3:30 p.m. 38-13, Dolphins. Kids want to go to Circuit City. Mom wouldn’t mind checking out Christmas Tree Shop.
5 p.m. Sitting in traffic on Route 1.
7:30 p.m. More than $1,000 later, home.
That sounds awesome. Yet we all put ourselves through some level of it for eight weeks every fall.
You can understand why Hobbs would be upset, and why some ungrateful fans should be in the crosshairs this week. All Hobbs had to do after the game was collect a check for running around the field like Scott Bakula, having just leapt into unknown territory. But the evil fans gave him something to stew about. They booed him and his teammates. The horror.
If there are indeed rules to booing, I’d say they begin and end with not booing kids. You don’t show up to a Pop Warner game and start jeering little Tommy because he muffed the kick. People do, however, and this really is where we should be discussing the morality of it all. Booing at professional sporting event? Anyone who takes umbrage with it obviously has not dealt with everything that a sports fan is asked to these days.
It’s not just about the money, but all the other oversights that come with it. Let’s take the Patriots, for instance. Sure, they deliver a superior product on the field, yet the fan experience continues to be dreadful. Remember all that infrastructure work done on Route 1 when the new Gillette Stadium was born? Was supposed to help traffic flow on the notoriously backed-up road? Worked for a nice time. Until the Krafts decided to bulldoze thousands of parking spaced in lieu of retail goodness. Now, seems we’re almost back at square one in terms of what it takes to get to a game, with all the familiar frustration.

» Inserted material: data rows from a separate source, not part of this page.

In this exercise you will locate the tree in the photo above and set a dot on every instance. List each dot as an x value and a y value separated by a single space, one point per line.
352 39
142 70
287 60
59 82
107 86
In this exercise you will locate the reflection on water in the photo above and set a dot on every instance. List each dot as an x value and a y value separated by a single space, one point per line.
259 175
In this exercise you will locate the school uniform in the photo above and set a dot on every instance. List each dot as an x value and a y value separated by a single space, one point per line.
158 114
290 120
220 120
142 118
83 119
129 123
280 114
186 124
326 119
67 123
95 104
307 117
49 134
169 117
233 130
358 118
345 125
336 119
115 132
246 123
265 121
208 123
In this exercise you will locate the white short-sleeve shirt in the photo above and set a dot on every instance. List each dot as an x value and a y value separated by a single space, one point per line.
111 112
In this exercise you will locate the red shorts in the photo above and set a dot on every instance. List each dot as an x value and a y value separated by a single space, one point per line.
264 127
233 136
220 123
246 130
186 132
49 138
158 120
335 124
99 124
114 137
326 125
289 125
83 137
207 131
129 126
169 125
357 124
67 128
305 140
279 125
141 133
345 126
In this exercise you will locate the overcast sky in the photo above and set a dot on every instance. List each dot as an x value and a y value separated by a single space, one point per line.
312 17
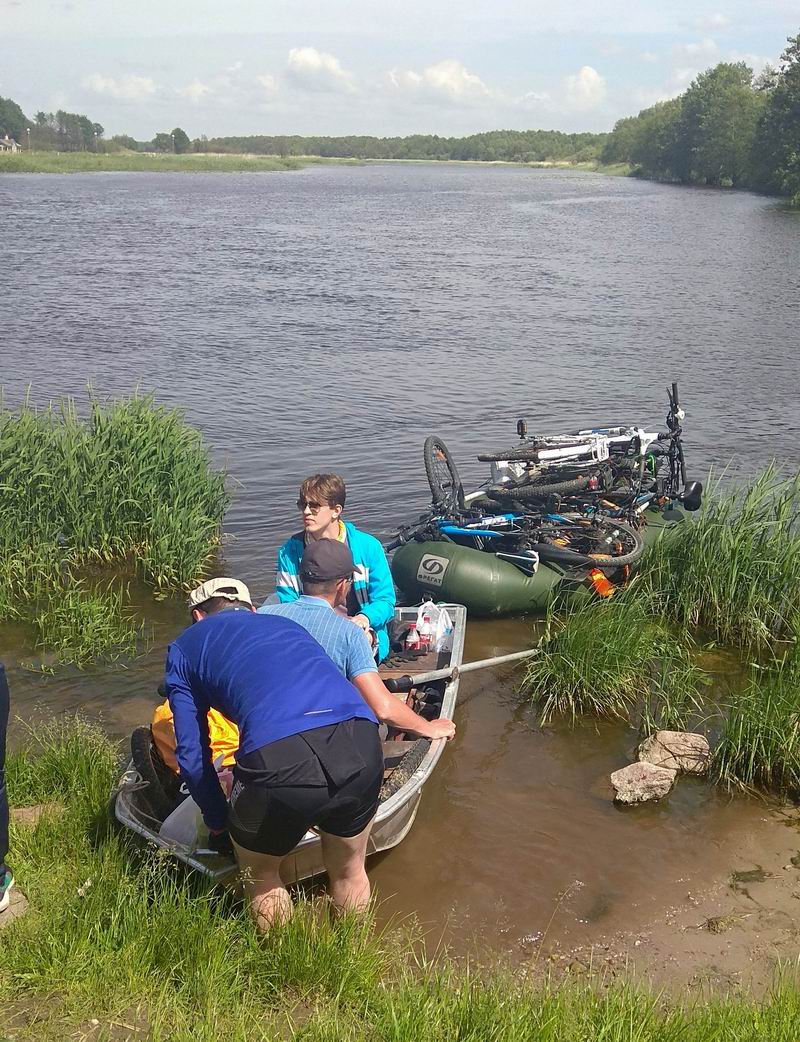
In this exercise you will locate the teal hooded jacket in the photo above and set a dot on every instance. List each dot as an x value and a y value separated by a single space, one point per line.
372 580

All those headaches seem lesser when you’re watching the Patriots win, or even when you watch them lose a close, competitive game. But when you combine all that it takes in money, time commitment, and aggravation to go to a game, only to watch a lackluster effort on both sides of the ball, well, forgive me if I think the fans should be allowed to voice their displeasure in some way. At least it’s more effective than dropping off a comment card on your way out. “Check the box that most describes your satisfaction level.”
But these Patriots, heck, professional athletes in general are not used to being booed, always told of their greatness from high school to present day. It never fails, the bigger the ego gets in an athlete, the thinner the skin, as if one can not grow without the other’s demise.
That’s why Hobbs, Benjamin Watson, and anybody else emotionally affected by your desertion on Sunday needs a chin up this bye weekend. And when they’re back in a few weeks, in front of a sellout, adoring crowd at Gillette Stadium, the message is now clear: No booing. Because despite all you’ve gone through to get there, win or lose, it’s your obligation, apparently, to show an undying love for your team, no matter the effort, no matter the cost.
Remember, they’re here for you, I guess. As if they would have anything to do if you didn’t decide to show up in the first place.